Weak Galerkin methods for elliptic interface problems on curved polygonal partitions

TL;DR

This paper introduces a weak Galerkin method for elliptic interface problems on curved polygonal partitions, transforming complex interface conditions into simpler boundary conditions and achieving optimal error estimates.

Contribution

The paper develops a novel WG method that handles curved interfaces by converting jump conditions into Dirichlet conditions, with proven optimal error estimates.

Findings

Optimal error estimates in discrete $H^1$ and $L^2$ norms.

Numerical results demonstrating robustness and effectiveness.

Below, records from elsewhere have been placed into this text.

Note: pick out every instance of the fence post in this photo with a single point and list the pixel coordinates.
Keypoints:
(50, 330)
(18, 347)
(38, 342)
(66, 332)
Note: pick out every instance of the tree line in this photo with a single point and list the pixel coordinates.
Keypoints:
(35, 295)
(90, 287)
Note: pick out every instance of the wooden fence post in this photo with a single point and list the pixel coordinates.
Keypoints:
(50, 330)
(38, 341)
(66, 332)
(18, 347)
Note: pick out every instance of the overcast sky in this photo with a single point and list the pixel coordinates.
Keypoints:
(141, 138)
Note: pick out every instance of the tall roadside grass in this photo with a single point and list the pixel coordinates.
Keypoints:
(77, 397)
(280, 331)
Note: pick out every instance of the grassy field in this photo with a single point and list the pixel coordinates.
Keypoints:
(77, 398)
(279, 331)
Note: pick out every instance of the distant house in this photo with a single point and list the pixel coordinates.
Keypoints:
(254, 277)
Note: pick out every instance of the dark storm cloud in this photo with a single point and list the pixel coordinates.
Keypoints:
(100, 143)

Method simplifies analysis of complex interface problems.

Abstract

This paper presents a new weak Galerkin (WG) method for elliptic interface problems on general curved polygonal partitions. The method's key innovation lies in its ability to transform the complex interface jump condition into a more manageable Dirichlet boundary condition, simplifying the theoretical analysis significantly. The numerical scheme is designed by using locally constructed weak gradient on the curved polygonal partitions. We establish error estimates of optimal order for the numerical approximation in both discrete $H^1$ and $L^2$ norms. Additionally, we present various numerical results that serve to illustrate the robust numerical performance of the proposed WG interface method.